Deshalb sage ich noch einmal: Bringen Sie diesen Schülerinnen und Schülern, die noch kein Deutsch können, am besten schon vor der Grundschule, um es einmal deutlich zu sagen, auf Deubel komm raus Deutsch bei, damit sie in der Schule die gleichen Chancen haben, und wegen der unterschiedlichen Sprachkenntnisse in den Schulen nicht so gefördert werden können, wie sie gefördert werden müßten.Bringen Sie diesen Kindern Deutsch bei.Das wäre Chancengerechtigkeit.

(Beifall bei der CDU)

Wenn wir uns vor diesem Hintergrund angucken, wie es mit Kindern bestellt ist, die vielleicht nicht in den Verhältnissen aufwachsen, die wir uns in der Vergangenheit mal als klassische Idealbedingungen ausgemalt haben: Vater, Mutter, zwei Geschwister, einer arbeitet, der andere Elternteil kümmert sich um die Kinder, in der Familie werden nach der Schule die Hausaufgaben gemacht und so weiter, die klassische Familie. Gucken wir uns einmal diejenigen an, die nicht in dieser ursprünglich klassischen Familie aufwachsen.

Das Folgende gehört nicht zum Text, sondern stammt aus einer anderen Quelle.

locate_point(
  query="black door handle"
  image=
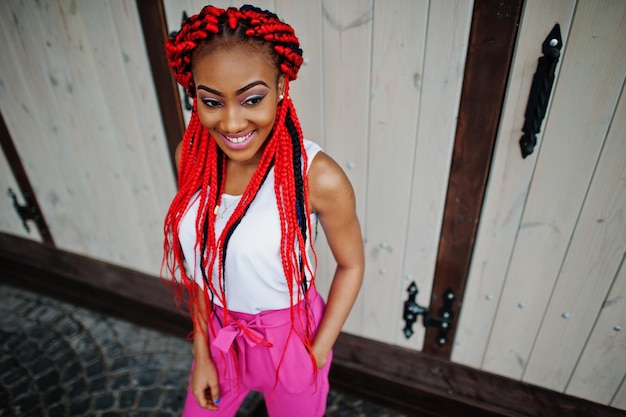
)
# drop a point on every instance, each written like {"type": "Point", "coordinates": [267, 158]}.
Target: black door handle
{"type": "Point", "coordinates": [540, 90]}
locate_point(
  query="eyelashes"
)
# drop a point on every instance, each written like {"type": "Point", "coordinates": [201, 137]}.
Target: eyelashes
{"type": "Point", "coordinates": [250, 101]}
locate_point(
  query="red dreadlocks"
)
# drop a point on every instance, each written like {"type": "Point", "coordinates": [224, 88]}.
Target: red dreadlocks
{"type": "Point", "coordinates": [202, 166]}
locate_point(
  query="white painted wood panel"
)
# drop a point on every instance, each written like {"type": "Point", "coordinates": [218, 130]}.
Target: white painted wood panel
{"type": "Point", "coordinates": [619, 399]}
{"type": "Point", "coordinates": [509, 179]}
{"type": "Point", "coordinates": [593, 258]}
{"type": "Point", "coordinates": [440, 85]}
{"type": "Point", "coordinates": [399, 40]}
{"type": "Point", "coordinates": [573, 138]}
{"type": "Point", "coordinates": [99, 166]}
{"type": "Point", "coordinates": [347, 32]}
{"type": "Point", "coordinates": [602, 365]}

Wir haben allein in Hamburg in den letzten zehn Jahren eine Zunahme von Alleinerziehenden, meist sind es die Mütter, von 41 Prozent. Was ist eigentlich mit Kindern von Alleinerziehenden, die arbeiten müssen, um die Familie über die Runden zu bringen,

(Günter Frank SPD: Was ist eigentlich mit der Ver- läßlichen Halbtagsgrundschule, die Sie abgelehnt haben?)

oder mit Kindern, wo beide Elternteile, Vater und Mutter, arbeiten müssen, um in schwierigen Zeiten, auch in schwierigen Vierteln, die Kinder über die Runden zu bringen? Wer kümmert sich eigentlich nach 13 oder 14 Uhr um diese Kinder? Wir brauchen für diese Kinder, die sonst keine Chance haben, Ganztagsschulen. Damit brüsten Sie sich, und was Sie geschaffen haben, ist die Tatsache, daß für 4 Prozent der Kinder allgemeinbildender Schulen Ganztagsschulplätze zur Verfügung stehen. Das ist kümmerlich, meine Damen und Herren. Sie lassen diese Kinder im Stich.